Art. 2.Onze Minister van Werk is belast met de uitvoering van dit besluit.
Gegeven te Brussel, 21 november 2007.
ALBERT Van Koningswege : De Minister van Werk, P. VANVELTHOVEN _______ Nota (1) Verwijzing naar het Belgisch Staatsblad : Wet van 5 december 1968, Belgisch Staatsblad van 15 januari 1969. Bijlage Paritair Comité voor het drukkerij-, grafische kunst, en dagbladbedrijf Collectieve arbeidsovereenkomst van 1 juni 2007 Sectoraal brugpensioen vanaf 58 jaar (Overeenkomst geregistreerd op 8 juni 2007 onder het nummer 83260/CO/130) HOOFDSTUK I. - Toepassingsgebied Artikel. 1. Deze collectieve arbeidsovereenkomst is van toepassing op de ondernemingen die onder de bevoegdheid vallen van het Paritair Comité voor het drukkerij-, grafische kunst, en dagbladbedrijf en op de werknemers en werkneemsters, hierna werknemers genoemd, tewerkgesteld in deze ondernemingen, met uitsluiting van de werkgevers en/of de werknemers die onder de toepassing vallen van de collectieve arbeidsovereenkomst voor de Belgische dagbladen, afgesloten op 25 oktober 1995 in het voornoemd Paritair comité (koninklijk besluit van 25 juni 1997).
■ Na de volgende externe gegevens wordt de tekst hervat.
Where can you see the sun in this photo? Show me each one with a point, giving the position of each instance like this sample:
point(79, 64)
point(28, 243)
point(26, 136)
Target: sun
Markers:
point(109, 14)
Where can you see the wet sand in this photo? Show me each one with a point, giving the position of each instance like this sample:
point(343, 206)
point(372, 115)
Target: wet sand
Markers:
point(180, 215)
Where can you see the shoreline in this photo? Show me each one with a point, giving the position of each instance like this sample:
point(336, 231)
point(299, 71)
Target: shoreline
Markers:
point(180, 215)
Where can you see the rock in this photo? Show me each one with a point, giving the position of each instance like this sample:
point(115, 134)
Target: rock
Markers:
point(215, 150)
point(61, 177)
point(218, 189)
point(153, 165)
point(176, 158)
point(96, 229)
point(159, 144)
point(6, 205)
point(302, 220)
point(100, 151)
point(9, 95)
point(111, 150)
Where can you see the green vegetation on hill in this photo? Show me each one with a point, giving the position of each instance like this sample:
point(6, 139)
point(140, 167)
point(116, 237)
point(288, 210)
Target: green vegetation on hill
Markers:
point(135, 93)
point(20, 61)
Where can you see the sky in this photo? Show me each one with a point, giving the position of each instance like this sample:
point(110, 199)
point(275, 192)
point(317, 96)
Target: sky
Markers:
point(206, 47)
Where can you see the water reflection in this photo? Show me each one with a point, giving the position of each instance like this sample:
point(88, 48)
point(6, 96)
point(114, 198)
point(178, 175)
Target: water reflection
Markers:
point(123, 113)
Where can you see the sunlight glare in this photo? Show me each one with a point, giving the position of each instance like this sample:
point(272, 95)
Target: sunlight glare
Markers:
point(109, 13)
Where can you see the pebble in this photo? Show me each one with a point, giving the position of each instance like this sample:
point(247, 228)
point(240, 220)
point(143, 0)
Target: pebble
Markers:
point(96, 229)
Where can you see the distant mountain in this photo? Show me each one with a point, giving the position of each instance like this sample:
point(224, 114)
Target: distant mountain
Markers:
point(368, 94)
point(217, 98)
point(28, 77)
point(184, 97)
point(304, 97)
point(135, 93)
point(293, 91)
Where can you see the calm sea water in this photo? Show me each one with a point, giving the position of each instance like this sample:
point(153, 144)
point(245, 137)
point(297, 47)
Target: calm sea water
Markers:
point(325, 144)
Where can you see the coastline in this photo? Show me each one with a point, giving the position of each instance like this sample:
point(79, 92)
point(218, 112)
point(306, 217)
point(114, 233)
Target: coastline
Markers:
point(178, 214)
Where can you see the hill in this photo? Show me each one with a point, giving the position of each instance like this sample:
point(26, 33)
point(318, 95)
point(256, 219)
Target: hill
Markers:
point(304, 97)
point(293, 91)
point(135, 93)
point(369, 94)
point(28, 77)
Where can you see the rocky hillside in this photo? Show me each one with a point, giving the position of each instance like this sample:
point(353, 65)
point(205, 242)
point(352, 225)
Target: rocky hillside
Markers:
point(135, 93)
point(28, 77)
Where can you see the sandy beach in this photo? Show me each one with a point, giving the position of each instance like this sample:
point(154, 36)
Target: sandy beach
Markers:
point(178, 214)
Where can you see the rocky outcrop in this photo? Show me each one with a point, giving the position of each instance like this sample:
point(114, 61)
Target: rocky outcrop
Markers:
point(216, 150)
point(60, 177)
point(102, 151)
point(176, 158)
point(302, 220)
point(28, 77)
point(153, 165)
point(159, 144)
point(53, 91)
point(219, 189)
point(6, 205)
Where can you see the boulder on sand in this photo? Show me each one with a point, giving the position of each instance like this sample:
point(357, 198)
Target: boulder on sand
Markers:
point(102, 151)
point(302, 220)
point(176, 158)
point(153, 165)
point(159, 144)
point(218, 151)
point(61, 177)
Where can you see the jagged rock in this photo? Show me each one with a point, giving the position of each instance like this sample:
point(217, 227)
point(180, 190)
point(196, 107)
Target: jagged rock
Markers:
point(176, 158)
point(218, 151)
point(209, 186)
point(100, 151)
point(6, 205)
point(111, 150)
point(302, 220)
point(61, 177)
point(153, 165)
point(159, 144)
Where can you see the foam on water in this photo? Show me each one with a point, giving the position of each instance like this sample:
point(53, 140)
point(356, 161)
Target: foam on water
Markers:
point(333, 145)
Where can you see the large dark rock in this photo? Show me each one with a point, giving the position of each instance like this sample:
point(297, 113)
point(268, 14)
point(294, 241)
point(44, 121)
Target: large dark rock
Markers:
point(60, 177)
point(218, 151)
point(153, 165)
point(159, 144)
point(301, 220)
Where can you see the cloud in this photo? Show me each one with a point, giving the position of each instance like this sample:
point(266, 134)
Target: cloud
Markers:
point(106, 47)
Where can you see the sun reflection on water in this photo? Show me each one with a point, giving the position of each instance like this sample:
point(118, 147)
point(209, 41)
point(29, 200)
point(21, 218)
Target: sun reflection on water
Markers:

HOOFDSTUK II. - Algemene bepalingen
Art. 2.De leeftijdsgrens voor het sectoraal brugpensioen dat werd ingevoerd door de collectieve arbeidsovereenkomst van 4 maart 1985 (koninklijk besluit van 4 juli 1985), verlengd voor de jaren 1987 en 1988 door de collectieve arbeidsovereenkomst van 20 februari 1987 (koninklijk besluit van 10 september 1987), voor de jaren 1989 en 1990 door de collectieve arbeidsovereenkomst van 20 december 1988 (koninklijk besluit van 8 maart 1989), voor de jaren 1991, 1992 en 1993 door de collectieve arbeidsovereenkomst van 6 maart 1991 (koninklijk besluit van 23 september 1992), voor de jaren 1994, 1995 en 1996 door de collectieve arbeidsovereenkomst van 26 mei 1993 (koninklijk besluit van 25 maart 1994), voor de jaren 1997 en 1998 door de collectieve arbeidsovereenkomst van 17 april 1998, voor de jaren 1999 en 2000 door de collectieve arbeidsovereenkomsten van 10 mei 1999 en 24 juni 1999, voor de jaren 2001 en 2002 door de collectieve arbeidsovereenkomst van 19 april 2001, voor de jaren 2003 en 2004 door de collectieve arbeidsovereenkomst van 19 juni 2003 en voor de jaren 2005 en 2006 door de collectieve arbeidsovereenkomst van 19 mei 2005, wordt door deze collectieve arbeidsovereenkomst behouden op 58 jaar tot op 30 juni 2009, rekening houdend met de evolutie van de leeftijds- en anciënniteitsvoorwaarden voorzien door het IPA 2007-2008 van 2 februari 2007 en de wetgeving terzake.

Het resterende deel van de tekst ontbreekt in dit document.